Shelby 8 years, 4 months ago

The statement "The Battle of Black Jack started the Civil War" is like saying "The gassing-up of the Flight '93 plane started the War on Terror."

Godot 8 years, 4 months ago

"1. It's a campy - and sometimes hokey - view of early Kansas that glosses over an important era in the state's history, often favoring a love story over historical fact.

  1. It's a truly local production - written by and starring Douglas Countians - that could be an important tool in telling the Bleeding Kansas story for those who are more inclined to go to the theater than open a history book."

Or,

  1. It is a musical comedy/drama written in the style of Rodgers and Hammerstein. Mueller fictionalizes an historical event as the framework for making some beautiful music.

Wilbur_Nether 8 years, 4 months ago

Shelby shelled out "...feel free to take things out of context in the future in an entirely successful attempt to make people think you're a civil war nerd." Which is interesting on several counts, specifically that Shelby's original sound-bite, "This marks another entry in the long list of small communities who think their little scuffle 'was what started the civil war'," had no internal factual support or context to support a pretty caustic accusation; and that the local historians I know claim that it's the first pitched battle, not the proximate cause of the ACW. And, wow, do I ever feel taken to the woodshed by the reference as a Civil War nerd. Gee whillikers, if that didn't really make me stand back and rethink how I might have been wrong. Shelby further shellaced me with "The statement 'The Battle of Black Jack started the Civil War' is like saying 'The gassing-up of the Flight '93 plane started the War on Terror.'" Shelby's "nerd" response had left me thinking him/her somewhat juvenile in rhetorical ability. The complete failure of that analogy, though, causes me to have to apologize to Shelby for having made such a terrible overestimation.

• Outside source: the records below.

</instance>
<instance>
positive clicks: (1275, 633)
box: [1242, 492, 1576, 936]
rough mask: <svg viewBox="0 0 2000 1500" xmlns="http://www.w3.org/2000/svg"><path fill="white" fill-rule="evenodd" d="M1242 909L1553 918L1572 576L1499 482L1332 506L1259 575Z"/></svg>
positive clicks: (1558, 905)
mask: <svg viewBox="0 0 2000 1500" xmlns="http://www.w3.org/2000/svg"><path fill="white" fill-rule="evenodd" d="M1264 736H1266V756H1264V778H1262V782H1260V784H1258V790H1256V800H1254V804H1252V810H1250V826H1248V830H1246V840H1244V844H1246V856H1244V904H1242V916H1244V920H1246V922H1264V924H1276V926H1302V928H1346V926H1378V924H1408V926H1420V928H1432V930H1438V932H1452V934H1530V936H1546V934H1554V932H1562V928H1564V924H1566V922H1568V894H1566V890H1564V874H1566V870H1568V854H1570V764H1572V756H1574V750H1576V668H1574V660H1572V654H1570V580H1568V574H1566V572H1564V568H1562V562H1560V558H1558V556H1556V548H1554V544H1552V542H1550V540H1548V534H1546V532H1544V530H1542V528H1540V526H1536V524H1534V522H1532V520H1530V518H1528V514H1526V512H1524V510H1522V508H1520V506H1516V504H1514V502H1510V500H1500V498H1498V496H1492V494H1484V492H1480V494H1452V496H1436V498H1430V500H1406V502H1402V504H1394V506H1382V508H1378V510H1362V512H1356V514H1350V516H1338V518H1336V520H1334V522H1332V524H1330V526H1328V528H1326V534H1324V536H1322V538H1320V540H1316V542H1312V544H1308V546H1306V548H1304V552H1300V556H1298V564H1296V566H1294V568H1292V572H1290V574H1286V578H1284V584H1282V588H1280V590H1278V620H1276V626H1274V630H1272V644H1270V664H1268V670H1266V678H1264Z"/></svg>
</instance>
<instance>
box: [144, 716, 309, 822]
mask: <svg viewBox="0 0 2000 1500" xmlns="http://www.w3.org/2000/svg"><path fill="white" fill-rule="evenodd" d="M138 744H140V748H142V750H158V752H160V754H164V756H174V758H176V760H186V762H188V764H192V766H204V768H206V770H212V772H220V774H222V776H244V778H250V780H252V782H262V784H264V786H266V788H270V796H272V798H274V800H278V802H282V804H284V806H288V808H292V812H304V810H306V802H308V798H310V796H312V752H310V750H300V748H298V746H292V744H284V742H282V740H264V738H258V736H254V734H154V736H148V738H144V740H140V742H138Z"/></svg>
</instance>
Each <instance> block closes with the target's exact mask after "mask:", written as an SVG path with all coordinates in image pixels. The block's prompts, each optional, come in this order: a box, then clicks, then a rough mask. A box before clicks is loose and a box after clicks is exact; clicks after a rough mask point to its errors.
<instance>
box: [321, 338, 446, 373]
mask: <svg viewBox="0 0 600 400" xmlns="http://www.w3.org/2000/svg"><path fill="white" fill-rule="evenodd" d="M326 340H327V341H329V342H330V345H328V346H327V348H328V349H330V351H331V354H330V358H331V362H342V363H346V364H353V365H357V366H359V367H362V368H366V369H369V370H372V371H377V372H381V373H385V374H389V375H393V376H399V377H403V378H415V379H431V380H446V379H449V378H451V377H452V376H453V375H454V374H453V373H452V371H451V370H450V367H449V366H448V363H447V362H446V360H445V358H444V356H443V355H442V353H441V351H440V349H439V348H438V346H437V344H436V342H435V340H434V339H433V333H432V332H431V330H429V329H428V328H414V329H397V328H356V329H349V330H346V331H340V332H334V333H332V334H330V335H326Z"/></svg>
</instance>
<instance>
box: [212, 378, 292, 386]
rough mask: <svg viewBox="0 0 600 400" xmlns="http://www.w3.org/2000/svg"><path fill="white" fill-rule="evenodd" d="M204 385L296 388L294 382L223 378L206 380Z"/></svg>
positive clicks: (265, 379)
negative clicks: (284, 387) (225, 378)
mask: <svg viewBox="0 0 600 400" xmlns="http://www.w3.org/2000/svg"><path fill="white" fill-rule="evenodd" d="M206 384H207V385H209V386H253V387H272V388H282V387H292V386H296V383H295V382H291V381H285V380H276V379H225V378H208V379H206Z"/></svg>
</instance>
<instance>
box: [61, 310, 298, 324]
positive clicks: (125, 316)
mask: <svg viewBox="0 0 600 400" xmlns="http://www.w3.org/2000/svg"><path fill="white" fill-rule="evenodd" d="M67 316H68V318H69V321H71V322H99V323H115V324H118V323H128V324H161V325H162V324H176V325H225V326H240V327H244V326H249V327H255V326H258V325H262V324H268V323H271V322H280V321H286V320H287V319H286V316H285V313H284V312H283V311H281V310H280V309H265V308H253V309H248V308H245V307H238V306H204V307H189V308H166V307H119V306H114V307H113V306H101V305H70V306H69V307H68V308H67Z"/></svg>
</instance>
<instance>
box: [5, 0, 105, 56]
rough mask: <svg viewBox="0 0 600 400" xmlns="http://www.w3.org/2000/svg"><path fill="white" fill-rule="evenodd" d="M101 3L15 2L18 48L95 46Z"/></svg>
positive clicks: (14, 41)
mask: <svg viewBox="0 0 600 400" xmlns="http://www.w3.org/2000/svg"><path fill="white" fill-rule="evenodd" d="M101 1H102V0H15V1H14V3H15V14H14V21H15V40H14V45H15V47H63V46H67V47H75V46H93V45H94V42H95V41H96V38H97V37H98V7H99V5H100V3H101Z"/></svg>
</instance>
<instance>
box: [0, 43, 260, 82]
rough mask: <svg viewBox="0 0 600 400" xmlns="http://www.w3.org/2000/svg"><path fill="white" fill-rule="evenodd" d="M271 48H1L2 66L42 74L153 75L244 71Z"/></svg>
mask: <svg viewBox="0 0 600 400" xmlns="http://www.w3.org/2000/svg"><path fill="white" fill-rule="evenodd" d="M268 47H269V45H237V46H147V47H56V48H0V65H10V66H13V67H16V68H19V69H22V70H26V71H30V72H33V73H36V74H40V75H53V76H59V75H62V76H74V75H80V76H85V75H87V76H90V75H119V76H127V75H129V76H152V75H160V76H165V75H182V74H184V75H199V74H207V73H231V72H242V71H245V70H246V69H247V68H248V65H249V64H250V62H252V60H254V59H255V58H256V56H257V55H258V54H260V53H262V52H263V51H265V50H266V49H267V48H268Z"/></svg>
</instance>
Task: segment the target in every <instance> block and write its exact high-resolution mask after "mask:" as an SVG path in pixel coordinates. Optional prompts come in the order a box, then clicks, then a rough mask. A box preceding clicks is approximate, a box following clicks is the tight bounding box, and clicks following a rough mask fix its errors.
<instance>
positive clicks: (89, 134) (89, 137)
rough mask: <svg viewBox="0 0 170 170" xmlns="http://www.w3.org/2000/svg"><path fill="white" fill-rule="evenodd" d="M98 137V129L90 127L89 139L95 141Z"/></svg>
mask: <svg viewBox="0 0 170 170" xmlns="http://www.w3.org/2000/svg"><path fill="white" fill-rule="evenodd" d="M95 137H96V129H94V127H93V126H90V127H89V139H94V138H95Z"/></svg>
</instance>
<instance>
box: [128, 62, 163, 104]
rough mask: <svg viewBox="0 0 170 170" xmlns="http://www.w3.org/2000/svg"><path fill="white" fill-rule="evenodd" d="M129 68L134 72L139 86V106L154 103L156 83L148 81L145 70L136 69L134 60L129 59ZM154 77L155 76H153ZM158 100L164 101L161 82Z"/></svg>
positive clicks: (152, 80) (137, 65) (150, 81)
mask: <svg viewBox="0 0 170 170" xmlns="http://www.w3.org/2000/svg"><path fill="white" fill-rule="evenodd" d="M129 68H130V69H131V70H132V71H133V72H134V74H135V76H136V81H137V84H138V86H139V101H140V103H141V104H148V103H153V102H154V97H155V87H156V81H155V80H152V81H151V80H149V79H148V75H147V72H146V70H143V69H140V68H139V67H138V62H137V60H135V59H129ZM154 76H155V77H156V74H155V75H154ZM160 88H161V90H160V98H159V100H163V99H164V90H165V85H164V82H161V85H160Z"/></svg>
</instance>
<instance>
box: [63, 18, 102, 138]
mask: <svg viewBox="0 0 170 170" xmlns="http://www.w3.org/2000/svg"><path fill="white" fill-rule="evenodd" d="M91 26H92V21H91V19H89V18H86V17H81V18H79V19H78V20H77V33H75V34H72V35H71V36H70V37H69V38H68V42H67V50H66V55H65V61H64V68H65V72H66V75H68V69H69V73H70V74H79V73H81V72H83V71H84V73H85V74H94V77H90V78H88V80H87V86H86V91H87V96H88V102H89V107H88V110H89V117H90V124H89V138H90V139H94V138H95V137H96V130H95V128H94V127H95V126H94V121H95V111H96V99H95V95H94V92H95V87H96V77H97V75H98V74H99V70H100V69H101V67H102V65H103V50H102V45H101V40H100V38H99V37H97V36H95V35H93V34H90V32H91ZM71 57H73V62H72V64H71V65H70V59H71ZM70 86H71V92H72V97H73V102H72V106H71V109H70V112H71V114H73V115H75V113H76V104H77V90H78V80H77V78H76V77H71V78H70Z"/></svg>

Wilbur_Nether 8 years, 4 months ago

My last post here was somewhat vitriolic. Shelby, I apologize for the personal attack there. It was uncalled for, and I am asking the moderators to remove it.

Shelby 8 years, 4 months ago

Wilbur...dude...none taken. Don't remove it.

But I thought it was a good analogy. And it seems that we pretty much agree...

It's just that I lived near baldwin for a long time, and went to the high school there, and the maple leaf festival, and, well, we were always taught it was the first skirmish, and I'm a little bitter because it wasn't. For real, man. It may have been ONE of the first, but ask Shelby Foote.